Step 1 — Look for the unique first bite: the length 1
Use the Pythagorean theorem to check pairs. The only pair of marked points separated by distance 1 is B and D:
distance(B,D) = sqrt((6-6)^2 + (3-2)^2) = sqrt(0 + 1) = 1
So the first segment must be the short, delicious nibble between B and D. The path must begin or include that pair in the first position. We choose D → B (either direction is fine as long as the following lengths can be achieved).
Step 2 — From B, find the √10 partner
From B the points at distance √10 are A and E (check):
distance(B,A) = sqrt((6-5)^2 + (3-0)^2) = sqrt(1 + 9) = sqrt(10) distance(B,E) = sqrt((6-3)^2 + (3-2)^2) = sqrt(9 + 1) = sqrt(10)
We try B → A first (it will taste right). So far we have D → B → A with segment lengths 1, √10.
Step 3 — Next we need a segment of length 5
From A, calculate distances to the remaining points (C and E):
distance(A,C) = sqrt((5-1)^2 + (0-3)^2) = sqrt(16 + 9) = sqrt(25) = 5 distance(A,E) = sqrt((5-3)^2 + (0-2)^2) = sqrt(4 + 4) = sqrt(8)
A → C gives exactly 5, the deliciously round third length we need. So now we have D → B → A → C with lengths 1, √10, 5.
Step 4 — Finish with √5
The only point left is E. Check the final leg C → E:
distance(C,E) = sqrt((1-3)^2 + (3-2)^2) = sqrt(4 + 1) = sqrt(5)
Perfect — that final, slightly nutty mouthful is √5. So the path D → B → A → C → E yields the required sequence of lengths:
- D(6,2) → B(6,3): 1
- B(6,3) → A(5,0): √10
- A(5,0) → C(1,3): 5
- C(1,3) → E(3,2): √5
Final answer — the order of dots to draw a single continuous path
(6,2) → (6,3) → (5,0) → (1,3) → (3,2)
How to draw it on the 7×7 grid
Place the five marked points on the grid and draw straight segments joining them in the order above. Each straight segment is the hypotenuse of a right triangle made by horizontal and vertical grid differences — exactly where the Pythagorean theorem shines.

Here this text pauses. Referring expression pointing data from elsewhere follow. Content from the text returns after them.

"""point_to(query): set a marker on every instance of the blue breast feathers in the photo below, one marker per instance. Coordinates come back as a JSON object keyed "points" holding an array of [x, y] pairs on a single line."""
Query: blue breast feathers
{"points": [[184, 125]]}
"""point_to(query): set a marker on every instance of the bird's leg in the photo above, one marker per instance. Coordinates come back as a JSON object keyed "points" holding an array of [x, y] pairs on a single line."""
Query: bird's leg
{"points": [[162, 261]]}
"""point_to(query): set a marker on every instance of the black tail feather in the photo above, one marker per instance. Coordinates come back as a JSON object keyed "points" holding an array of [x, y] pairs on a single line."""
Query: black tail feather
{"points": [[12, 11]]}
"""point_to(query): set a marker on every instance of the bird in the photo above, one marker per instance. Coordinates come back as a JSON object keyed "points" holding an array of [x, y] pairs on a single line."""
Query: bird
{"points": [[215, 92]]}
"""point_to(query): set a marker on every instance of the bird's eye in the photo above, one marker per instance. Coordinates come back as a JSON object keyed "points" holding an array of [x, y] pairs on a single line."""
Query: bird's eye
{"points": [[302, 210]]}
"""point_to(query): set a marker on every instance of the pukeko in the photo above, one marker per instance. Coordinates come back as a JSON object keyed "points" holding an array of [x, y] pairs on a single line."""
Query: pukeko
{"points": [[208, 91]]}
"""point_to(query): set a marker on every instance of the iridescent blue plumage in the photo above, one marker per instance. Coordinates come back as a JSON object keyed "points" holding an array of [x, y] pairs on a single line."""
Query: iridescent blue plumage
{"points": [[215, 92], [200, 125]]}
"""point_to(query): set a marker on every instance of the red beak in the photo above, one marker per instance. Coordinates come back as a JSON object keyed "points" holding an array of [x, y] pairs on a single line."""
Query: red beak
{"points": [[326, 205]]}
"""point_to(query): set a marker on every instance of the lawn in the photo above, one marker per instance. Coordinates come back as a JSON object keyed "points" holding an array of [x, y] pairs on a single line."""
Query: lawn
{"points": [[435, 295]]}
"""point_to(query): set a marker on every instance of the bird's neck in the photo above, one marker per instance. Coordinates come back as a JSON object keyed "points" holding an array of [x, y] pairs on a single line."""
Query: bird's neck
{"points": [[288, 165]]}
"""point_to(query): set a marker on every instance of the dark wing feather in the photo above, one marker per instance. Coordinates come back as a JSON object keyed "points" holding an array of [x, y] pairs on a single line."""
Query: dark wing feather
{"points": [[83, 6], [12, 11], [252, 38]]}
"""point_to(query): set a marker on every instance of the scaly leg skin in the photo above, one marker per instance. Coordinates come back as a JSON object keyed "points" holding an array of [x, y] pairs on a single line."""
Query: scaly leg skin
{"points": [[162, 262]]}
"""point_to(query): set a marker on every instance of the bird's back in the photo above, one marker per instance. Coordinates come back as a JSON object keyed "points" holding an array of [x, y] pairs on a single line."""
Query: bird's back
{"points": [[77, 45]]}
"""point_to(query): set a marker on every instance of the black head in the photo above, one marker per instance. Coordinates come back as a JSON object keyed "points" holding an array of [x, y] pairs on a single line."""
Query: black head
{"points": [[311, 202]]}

Teacher comments — in a warm Nigella cadence
That was a lovely, methodical piece of reasoning — like tasting a sauce at each step, you tested, adjusted and then finished with a flourish. You used the Pythagorean theorem thoughtfully to check which pairs matched each required length and you didn’t skip the arithmetic. For further refinement: label your points neatly, write each distance calculation clearly, and when you try a branch that fails, note why it fails — it’s like saving your mise en place for the next attempt.
Assessment rubrics (Proficient → Exemplar), Nigella-style
Criteria: correctness of path, use of Pythagorean theorem, clarity of working, reflection/checking.
Proficient
- Path is correct and connects the five points in an order that matches the given lengths.
- Key distances are calculated using the Pythagorean theorem; arithmetic is mostly correct.
- Work is readable; the student explains the main choices (e.g. why the length 1 pair must come first).
- One or two small omissions (a brief check or explanation) may be present, but the solution is complete.
Exemplar
- Every step is crisply shown: each pair checked, each distance computed with clear squares and sums — nothing left to guess.
- Clear strategic reasoning: identifies unique lengths (like the lone distance 1) and uses that to prune possibilities.
- Neat diagram or labelled grid accompanies the algebra; the path is drawn and each segment is annotated with its length.
- Reflection included: student explains why other attempted orders fail and suggests a tiny extension or variation to try next.
In short — you’ve solved the puzzle with calm confidence. Like the best of baking, you showed both care and a little courage in trying the branches. Bravo.